Charlie Harper: Georgia Spreading The High Tech Wealth

Charlie Harper

Tuesday, January 17th, 2017

Governor Nathan Deal used his State of the State address last week to highlight a new Georgia Cyber Innovation and Training Center to be built in Augusta.  The center will be developed and operated in conjunction with the U.S. Army’s Cyber Command at Fort Gordon, Augusta University, and private sector interests.  The center has possibilities to go well beyond job training for Army related jobs, or for the addition of specialized majors at Augusta U.  It has the potential to change the entire employment/wage scale for Augusta, and brand a new industry for the state.

For those having difficulty seeing the transformational aspect of this center I suggest they look at one of Georgia’s other cities on a river, Columbus.  Decades ago, then Governor Zell Miller used a training center to keep Columbus based Total Systems (now TSYS) downtown.  They were looking at moving as the fast growing payment processor couldn’t find enough trained IT workers to fill their positions locally.  

The state partnered with Columbus State University to develop programs tailored to the company, which continued to grow.  Today, a renewed and vibrant downtown Columbus is anchored by a corporate campus for TSYS on the north, and Columbus State on the south.  

The impact has been felt far beyond Columbus.  Today, Georgia based companies process 70% of the credit card payments for U.S. purchases.  Because Governor Miller and Columbus leaders had the foresight to create qualified workers for an emerging industry, Georgia has been the leader in the movement to a cashless economy.

 Augusta now sits at the forefront of a similar opportunity.  Cyber Security is already a major component of the information technology industry.  In fact, it’s quite complementary to the payment processing industry that has already been embraced by Georgia.  As we’ve seen with outfits like WikiLeaks, Cyber Security goes well beyond safeguarding money.  It’s about data.

Data is information, and information has value.  Things of value are targets for theft.

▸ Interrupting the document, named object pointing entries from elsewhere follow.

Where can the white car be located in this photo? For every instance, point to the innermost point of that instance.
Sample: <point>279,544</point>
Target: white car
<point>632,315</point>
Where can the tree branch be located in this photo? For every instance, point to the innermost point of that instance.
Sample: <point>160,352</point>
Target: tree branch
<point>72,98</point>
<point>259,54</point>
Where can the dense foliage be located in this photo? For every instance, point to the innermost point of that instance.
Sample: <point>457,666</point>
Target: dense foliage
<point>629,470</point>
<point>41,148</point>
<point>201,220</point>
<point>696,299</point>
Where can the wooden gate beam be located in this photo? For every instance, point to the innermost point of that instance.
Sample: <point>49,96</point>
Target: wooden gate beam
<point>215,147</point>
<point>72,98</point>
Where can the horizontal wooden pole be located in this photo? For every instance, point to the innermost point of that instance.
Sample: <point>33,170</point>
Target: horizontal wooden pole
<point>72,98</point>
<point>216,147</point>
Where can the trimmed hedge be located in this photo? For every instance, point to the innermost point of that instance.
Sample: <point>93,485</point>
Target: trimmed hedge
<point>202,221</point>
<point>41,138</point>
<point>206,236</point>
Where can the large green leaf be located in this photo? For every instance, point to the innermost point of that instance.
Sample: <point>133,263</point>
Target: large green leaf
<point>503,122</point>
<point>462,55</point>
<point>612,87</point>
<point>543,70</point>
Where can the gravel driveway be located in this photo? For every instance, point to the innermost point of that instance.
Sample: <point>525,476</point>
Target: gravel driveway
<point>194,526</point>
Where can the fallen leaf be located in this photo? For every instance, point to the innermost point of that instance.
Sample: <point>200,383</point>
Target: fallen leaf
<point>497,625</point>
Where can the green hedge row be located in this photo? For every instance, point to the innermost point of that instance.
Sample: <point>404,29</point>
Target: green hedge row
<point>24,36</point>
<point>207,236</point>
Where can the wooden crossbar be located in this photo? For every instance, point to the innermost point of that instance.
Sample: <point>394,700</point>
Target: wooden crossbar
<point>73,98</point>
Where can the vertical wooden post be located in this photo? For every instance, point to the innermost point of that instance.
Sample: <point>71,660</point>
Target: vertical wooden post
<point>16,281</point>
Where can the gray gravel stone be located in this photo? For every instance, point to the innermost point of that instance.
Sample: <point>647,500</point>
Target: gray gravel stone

Thus, the ability to keep proprietary information private also has value.  For us to trust that our emails are private, our online records are secure, and access to our accounts are between us and our banks, we’re going to need cyber security to stay a step ahead of the hackers.

How does this help Augusta?  It creates a new source of well trained workers next to a large and growing employer – The Army’s Cyber Command.   Private sector employers will locate outside the gates of Fort Gordon to be close to the employees they manage.  The ability to find and retain talent in Augusta will determine how many employees ultimately get located in the region that go beyond jobs needed for the Army. 

I have some experience in this area.  In another life, I worked out of an office in Peachtree City Georgia managing the telephone network of the U.S. Army Reserve.  The Army Reserve prior to the last Base Realignment was headquartered out of Fort McPherson, and the CIO division of the Army Reserve moved itself into private offices in Peachtree City.   While the government leased a couple of floors of one office building, private companies including mine that supported the Reserve occupied most of an adjacent building.

From that regional headquarters, we supported more than our clients across the street.  We grew our book of federal business (and employee base) to manage accounts in Newport News Virginia, Carlyle Barracks Pennsylvania, Huntsville Alabama, and other places.  One foothold produced many more jobs supporting many other government and non-government clients.  

The scale of the Cyber Command at Fort Gordon will dwarf the scale of activities once in Peachtree City.  As such, private companies that support the efforts of the Command will locate near the Fort.  But the benefits won’t stop there.

Georgia is committing to training local workers with extremely hard to find specialties to support this effort.  These employees will be in demand, and will have opportunities that extend beyond Augusta.  They may find opportunities in the payment processing industry in Columbus or the North Atlanta suburbs, or may choose to go elsewhere.  That’s OK.  Either way, Georgia wins.

Full support of the Cyber Command and its related industries will give an immediate boost to the Augusta area with high wage, high skilled jobs.  It’s also one more city added to Georgia’s brand as an emerging technology based economy.  The Cyber Innovation Center is just one more example that when Georgia means business, it increasingly means high tech ones.

Charlie Harper is the Executive Director of PolicyBEST, a public policy think tank focused on issues of Business & Economic Development, Education, Science & Medicine, and Transportation. He’s also the publisher of GeorgiaPol.com, a website dedicated to State & Local politics of Georgia.